Firstly, with the surface treatment layer 12 being made of a solder material (SnPb, SnAg, SnCu, SnAgCu), immersion tin or OSP, it is difficult to prevent copper migration that may otherwise cause a short circuit. Further, along with the continuous increase of the thickness of an IMC (intermetallic compound) layer formed at the Sn—Cu interface, the thickness of the flip-chip solder pads 101 and the solder ball pads 103 continuously decreases, thereby adversely affecting the joint reliability.
Secondly, the surface treatment layer 12 which is an electroplated Ni/Au layer does not have fine-pitch applications for failure to meet evenness requirements for the fine-pitch applications.
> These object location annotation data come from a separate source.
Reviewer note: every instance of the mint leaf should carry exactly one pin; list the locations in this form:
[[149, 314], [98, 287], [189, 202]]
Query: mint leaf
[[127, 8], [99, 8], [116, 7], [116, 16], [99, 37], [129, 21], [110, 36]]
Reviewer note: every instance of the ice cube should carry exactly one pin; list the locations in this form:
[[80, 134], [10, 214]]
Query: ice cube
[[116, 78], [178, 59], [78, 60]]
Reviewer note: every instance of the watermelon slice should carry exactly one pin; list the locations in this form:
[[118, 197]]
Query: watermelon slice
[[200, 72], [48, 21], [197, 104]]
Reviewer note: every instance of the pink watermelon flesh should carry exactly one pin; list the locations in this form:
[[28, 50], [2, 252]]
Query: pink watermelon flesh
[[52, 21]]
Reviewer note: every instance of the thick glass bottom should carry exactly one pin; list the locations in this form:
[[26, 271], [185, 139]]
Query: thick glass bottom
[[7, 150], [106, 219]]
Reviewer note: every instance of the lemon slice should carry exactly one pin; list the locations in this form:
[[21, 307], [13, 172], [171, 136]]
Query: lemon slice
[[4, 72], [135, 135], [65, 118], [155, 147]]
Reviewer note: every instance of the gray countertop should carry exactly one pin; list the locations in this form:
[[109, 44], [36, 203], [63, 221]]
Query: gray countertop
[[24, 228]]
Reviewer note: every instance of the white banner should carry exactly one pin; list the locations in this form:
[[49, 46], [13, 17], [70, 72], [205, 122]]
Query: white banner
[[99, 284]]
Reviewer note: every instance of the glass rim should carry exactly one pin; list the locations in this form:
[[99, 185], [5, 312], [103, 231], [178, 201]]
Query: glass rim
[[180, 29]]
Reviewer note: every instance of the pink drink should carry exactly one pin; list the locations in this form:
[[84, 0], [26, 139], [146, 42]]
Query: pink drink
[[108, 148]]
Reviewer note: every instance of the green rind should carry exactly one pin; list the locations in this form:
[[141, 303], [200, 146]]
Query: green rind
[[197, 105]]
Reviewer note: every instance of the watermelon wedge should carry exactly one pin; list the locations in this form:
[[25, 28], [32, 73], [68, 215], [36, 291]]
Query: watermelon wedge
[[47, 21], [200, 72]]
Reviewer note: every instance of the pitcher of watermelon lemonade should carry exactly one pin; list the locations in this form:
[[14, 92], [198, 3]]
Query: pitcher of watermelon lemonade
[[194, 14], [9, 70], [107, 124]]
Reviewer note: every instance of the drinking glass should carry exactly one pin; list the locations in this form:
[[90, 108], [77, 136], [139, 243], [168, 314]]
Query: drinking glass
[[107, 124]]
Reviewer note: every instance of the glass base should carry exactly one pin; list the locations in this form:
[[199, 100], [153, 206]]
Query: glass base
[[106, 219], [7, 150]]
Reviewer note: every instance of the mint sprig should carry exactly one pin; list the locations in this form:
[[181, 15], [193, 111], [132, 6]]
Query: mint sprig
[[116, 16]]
With the surface treatment layer 12 being formed on the flip-chip solder pads 101 or solder ball pads 103, the solder bumps 13 or solder balls readily come off the surface treatment layer 12. With the surface treatment layer 12 being formed on the wire bonding pads 102, the conductive wires 16 readily come off the surface treatment layer 12.
Thirdly, with the surface treatment layer 12 made of electroless Ni/Au being formed on the flip-chip solder pads 101 or the solder ball pads 103, the solder bumps 13 or solder balls readily come off the surface treatment layer because of the characteristics of Ni. Therefore, the surface treatment layer cannot be applied to hand-held products. If the surface treatment layer is formed on the wire bonding pads 102, there will be poor attachment between the Au layer and the conductive wires 16 because the Au layer formed by electroless plating is quite thin and structurally weak.
Fourthly, if the solder bumps 13 are formed by screen printing, a fine pitch cannot be achieved because the average size and height tolerance of the solder bumps 13 cannot be controlled well enough. If the solder bumps 13 are formed on the flip-chip solder pads 101 and the average size or height of the solder bumps 13 is small, an underfill process can be adversely affected. On the other hand, large average size or height of the solder bumps 13 is conducive to providing a solder bridge which is likely to cause a short circuit. In addition, given large height tolerance of the solder bumps 13, chips can easily be damaged due to uneven joint stresses caused by poor coplanarity.
Therefore, the semiconductor industry is in dire need of a solution to overcome the above drawbacks.